AT&T had constructed and licensed radio station WEAF in New York in June of 1922. It’s first ‘network’ ‘broadcast occurred on January 4, 1923, between WEAF in New York City and WNAC in Boston, Massachusetts. In early 1924, AT&T made the first transcontinental network broadcast, between WEAF in New York City, and KPO in San Francisco. By early 1926, the “WEAF Chain” had increased to nineteen cities in the Northeast and Midwest, as it slowly spread from its base in New York City. Through these efforts, from 1922 until 1926 AT&T was the most important company in the programming side of U.S. broadcasting.
A year before AT&T began radio, Westinghouse signed on WJZ in Newark, New Jersey in 1921 and operated the station till it was sold to RCA in 1923. That year would also see the debut of WRC in Washington DC which RCA built and was their first construction.
The first network broadcast by RCA occurred in December 1923, and involved only WJZ and the General Electric Co.’s station WGY at Schenectady, N. Y. The connection was made with Western Union telegraph wires. WRC would soon be linked in too.

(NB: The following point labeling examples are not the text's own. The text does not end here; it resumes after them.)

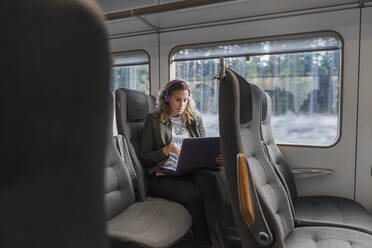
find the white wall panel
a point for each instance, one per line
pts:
(233, 10)
(109, 6)
(340, 157)
(125, 26)
(364, 159)
(149, 43)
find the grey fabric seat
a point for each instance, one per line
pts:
(131, 108)
(240, 117)
(312, 210)
(53, 131)
(153, 222)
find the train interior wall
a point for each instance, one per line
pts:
(351, 156)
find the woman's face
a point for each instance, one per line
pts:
(178, 101)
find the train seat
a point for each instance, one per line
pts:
(311, 210)
(131, 108)
(240, 128)
(153, 222)
(53, 133)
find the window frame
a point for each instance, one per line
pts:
(337, 35)
(112, 54)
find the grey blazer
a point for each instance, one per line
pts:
(156, 135)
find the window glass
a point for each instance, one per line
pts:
(304, 85)
(130, 70)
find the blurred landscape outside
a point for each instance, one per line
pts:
(304, 86)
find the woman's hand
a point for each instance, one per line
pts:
(219, 160)
(171, 148)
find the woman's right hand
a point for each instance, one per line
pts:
(171, 148)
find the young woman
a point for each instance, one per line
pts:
(200, 192)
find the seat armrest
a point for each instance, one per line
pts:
(300, 173)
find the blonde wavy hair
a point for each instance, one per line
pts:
(163, 109)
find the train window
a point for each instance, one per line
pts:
(301, 73)
(131, 70)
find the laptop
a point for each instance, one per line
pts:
(196, 153)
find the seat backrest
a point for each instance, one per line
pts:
(55, 76)
(276, 157)
(132, 107)
(118, 189)
(240, 116)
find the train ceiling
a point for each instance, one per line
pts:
(135, 17)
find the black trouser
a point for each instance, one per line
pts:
(202, 194)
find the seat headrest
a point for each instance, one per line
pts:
(264, 106)
(54, 101)
(246, 101)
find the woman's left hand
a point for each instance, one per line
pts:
(219, 160)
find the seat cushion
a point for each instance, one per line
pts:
(153, 223)
(335, 211)
(327, 237)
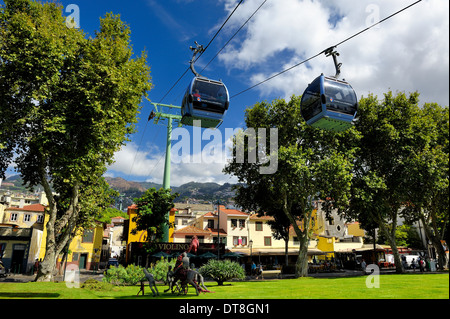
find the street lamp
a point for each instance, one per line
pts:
(218, 229)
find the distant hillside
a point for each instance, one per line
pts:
(190, 191)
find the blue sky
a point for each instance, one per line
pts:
(406, 53)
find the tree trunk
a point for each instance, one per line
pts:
(301, 266)
(435, 240)
(58, 231)
(390, 235)
(286, 250)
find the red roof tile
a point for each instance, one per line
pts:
(30, 208)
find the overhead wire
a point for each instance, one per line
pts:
(184, 73)
(320, 53)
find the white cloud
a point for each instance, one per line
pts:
(148, 163)
(408, 52)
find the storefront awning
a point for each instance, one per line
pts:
(276, 251)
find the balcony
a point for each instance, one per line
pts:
(15, 233)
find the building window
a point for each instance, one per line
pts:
(88, 236)
(331, 221)
(258, 226)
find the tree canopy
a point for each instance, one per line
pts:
(312, 164)
(68, 103)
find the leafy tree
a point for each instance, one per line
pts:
(67, 104)
(153, 207)
(312, 164)
(222, 270)
(428, 174)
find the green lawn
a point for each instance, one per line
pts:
(407, 286)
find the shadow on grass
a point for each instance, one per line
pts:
(28, 295)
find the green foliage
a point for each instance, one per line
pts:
(68, 103)
(92, 284)
(109, 212)
(153, 207)
(222, 270)
(120, 275)
(312, 164)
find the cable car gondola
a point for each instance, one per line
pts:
(329, 103)
(205, 100)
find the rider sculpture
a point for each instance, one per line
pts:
(182, 269)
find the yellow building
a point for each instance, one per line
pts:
(86, 247)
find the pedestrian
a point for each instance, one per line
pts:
(421, 264)
(253, 270)
(36, 266)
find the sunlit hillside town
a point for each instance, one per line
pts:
(223, 232)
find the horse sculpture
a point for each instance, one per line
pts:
(151, 283)
(184, 274)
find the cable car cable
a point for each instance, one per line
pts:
(206, 47)
(184, 73)
(324, 51)
(232, 37)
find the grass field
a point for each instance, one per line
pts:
(407, 286)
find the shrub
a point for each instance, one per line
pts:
(222, 270)
(124, 276)
(92, 284)
(160, 268)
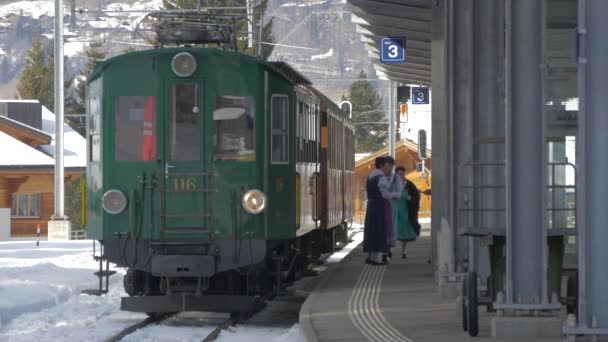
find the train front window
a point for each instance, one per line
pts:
(234, 135)
(135, 128)
(184, 125)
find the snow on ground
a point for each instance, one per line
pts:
(40, 299)
(74, 48)
(40, 294)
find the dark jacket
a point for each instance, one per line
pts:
(413, 205)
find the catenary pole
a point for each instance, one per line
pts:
(59, 197)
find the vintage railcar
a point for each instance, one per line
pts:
(212, 177)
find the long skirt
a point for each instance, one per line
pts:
(390, 241)
(375, 231)
(402, 227)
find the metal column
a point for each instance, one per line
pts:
(59, 213)
(592, 161)
(526, 235)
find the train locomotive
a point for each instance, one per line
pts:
(213, 177)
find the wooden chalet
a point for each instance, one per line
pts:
(27, 163)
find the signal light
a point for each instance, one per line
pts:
(403, 112)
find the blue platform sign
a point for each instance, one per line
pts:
(420, 95)
(392, 50)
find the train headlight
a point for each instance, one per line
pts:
(114, 202)
(254, 201)
(183, 64)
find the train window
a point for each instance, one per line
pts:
(94, 127)
(134, 125)
(234, 137)
(280, 143)
(184, 124)
(300, 131)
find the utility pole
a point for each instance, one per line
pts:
(391, 119)
(59, 109)
(59, 227)
(72, 14)
(250, 24)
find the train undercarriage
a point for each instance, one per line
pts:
(230, 276)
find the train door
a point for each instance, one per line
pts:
(183, 169)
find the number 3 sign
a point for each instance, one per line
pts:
(393, 50)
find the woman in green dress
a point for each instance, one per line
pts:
(405, 211)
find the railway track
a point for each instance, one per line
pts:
(212, 336)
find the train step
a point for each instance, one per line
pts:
(94, 292)
(101, 274)
(104, 273)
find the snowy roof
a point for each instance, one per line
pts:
(17, 154)
(75, 146)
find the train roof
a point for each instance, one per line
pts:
(280, 68)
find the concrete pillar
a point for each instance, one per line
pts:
(5, 195)
(440, 137)
(488, 121)
(593, 163)
(526, 162)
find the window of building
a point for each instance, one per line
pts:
(184, 123)
(135, 128)
(25, 206)
(234, 137)
(280, 142)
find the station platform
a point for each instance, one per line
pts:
(394, 303)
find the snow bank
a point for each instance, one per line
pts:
(72, 49)
(40, 294)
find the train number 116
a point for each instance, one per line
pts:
(184, 184)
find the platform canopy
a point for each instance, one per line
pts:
(397, 18)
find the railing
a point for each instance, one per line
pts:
(481, 205)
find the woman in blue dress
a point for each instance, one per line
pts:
(405, 210)
(378, 219)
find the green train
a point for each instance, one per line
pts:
(213, 177)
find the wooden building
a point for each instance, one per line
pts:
(406, 155)
(27, 163)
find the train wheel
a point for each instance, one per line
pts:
(133, 282)
(472, 304)
(463, 303)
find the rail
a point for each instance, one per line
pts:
(481, 204)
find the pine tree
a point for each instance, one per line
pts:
(5, 70)
(95, 53)
(371, 126)
(34, 83)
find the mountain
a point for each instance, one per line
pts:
(316, 36)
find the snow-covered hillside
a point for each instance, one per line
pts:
(315, 36)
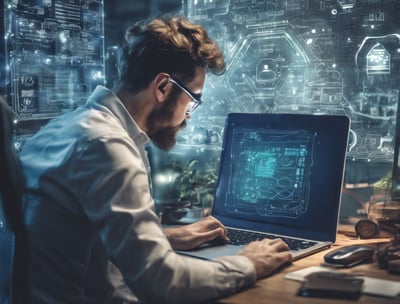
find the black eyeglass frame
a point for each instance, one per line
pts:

RCA would have have liked to have used AT&T lines, but AT&T would not make them available to a competitor. The telegraph lines were not very good but RCA did the best they could with what they had.
By late 1925, in the midst of hard-fought battles over patent rights, AT&T abruptly decided that it no longer wanted to operate stations or run a radio network. In May, 1926, AT&T transferred WEAF and the network operations into a wholly-owned subsidiary, the Broadcasting Company of America.

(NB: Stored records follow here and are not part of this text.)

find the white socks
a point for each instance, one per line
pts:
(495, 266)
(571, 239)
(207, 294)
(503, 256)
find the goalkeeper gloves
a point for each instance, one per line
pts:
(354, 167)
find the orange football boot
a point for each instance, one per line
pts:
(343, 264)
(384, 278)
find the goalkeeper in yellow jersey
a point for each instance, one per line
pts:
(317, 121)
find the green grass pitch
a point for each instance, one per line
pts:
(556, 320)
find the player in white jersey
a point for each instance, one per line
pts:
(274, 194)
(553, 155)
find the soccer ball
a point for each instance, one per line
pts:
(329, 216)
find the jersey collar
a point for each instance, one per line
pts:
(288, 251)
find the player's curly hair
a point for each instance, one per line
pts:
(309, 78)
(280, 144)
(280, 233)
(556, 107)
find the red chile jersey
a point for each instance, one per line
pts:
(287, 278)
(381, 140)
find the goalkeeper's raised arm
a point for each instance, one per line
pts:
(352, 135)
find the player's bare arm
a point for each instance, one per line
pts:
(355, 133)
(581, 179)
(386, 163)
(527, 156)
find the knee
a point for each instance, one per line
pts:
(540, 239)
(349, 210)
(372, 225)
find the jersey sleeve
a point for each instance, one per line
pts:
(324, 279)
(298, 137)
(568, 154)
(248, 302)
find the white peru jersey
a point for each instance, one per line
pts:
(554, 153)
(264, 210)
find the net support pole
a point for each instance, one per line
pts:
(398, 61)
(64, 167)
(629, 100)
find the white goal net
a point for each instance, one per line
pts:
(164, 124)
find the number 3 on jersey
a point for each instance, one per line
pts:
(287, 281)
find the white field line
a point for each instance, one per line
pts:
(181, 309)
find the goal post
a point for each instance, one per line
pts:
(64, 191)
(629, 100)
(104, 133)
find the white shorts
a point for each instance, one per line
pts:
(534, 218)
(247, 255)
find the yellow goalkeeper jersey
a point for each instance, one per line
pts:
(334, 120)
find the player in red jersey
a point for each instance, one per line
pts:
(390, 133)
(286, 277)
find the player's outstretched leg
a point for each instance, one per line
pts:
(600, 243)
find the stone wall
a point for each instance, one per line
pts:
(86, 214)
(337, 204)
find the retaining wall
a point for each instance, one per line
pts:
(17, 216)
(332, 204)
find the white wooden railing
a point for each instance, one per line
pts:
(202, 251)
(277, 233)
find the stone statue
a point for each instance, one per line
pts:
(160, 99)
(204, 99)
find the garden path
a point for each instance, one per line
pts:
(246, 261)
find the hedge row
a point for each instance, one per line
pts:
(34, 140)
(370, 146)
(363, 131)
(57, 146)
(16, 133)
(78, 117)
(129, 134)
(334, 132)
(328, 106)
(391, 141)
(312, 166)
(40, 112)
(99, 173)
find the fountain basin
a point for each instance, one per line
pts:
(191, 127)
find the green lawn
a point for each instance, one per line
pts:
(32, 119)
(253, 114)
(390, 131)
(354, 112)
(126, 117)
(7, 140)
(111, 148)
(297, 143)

Then came the bombshell announcement — AT&T was selling WEAF and its network for $1,000,000 to the “Radio Group”. The sale included the right to lease from AT&T the telephone longlines that had been found to be essential for linking together a national network. Moreover, the negotiations had also given the “Radio Group” the right to sell airtime, which was the subject of the long fought court battles.
Here, we need to explain the “Radio Group” which was proposed in a June 17, 1922 memo from David Sarnoff. It suggested RCA take the lead in the organization of “a separate and distinct company… to be controlled by the Radio Corporation of America, but its board of directors and officers to include members of the General Electric Company and the Westinghouse Electric Company and possibly also a few from the outside, prominent in national and civic affairs”.
The first effort from the “Radio Group” came shortly after AT&T began organizing its radio network in 1923. The three major companies that comprised the “Radio Group” — General Electric, Westinghouse, and their jointly-owned subsidiary, the Radio Corporation of America — responded with an expansion of their own efforts, which initially would produce a small radio network centered on WJZ (now WABC) in New York City, but would ultimately develop into the most dominant broadcasting company in the country…The National Broadcasting Company.
These are photos I took on the second floor at NBC, just outside the Broadcast Operations Center that commemorate the formation of The National Broadcasting Company on September 13, 1926, and the first broadcast on the NBC Radio Network just two months later.
Much more to come in the next several parts! Enjoy and share! -Bobby Ellerbee
THAT IS NOT THE FIRST NBC BROADCAST Nov 15, 1926. The top picture is a broadcast from around 1930 of a dinner honoring pilots. There is no earthly reason for Charles Lindbergh and Amelia Earhart to have been at the first broadcast. They were NOBODIES back then. Lindbergh was still hunting up money for his plane, and Earhart was still a store clerk, I believe. NBC IS STUPID. As for the lower photo, it is a radio drama studio with a cast and sound effects equipment, probably from the late 1930s (it is not clear enough.)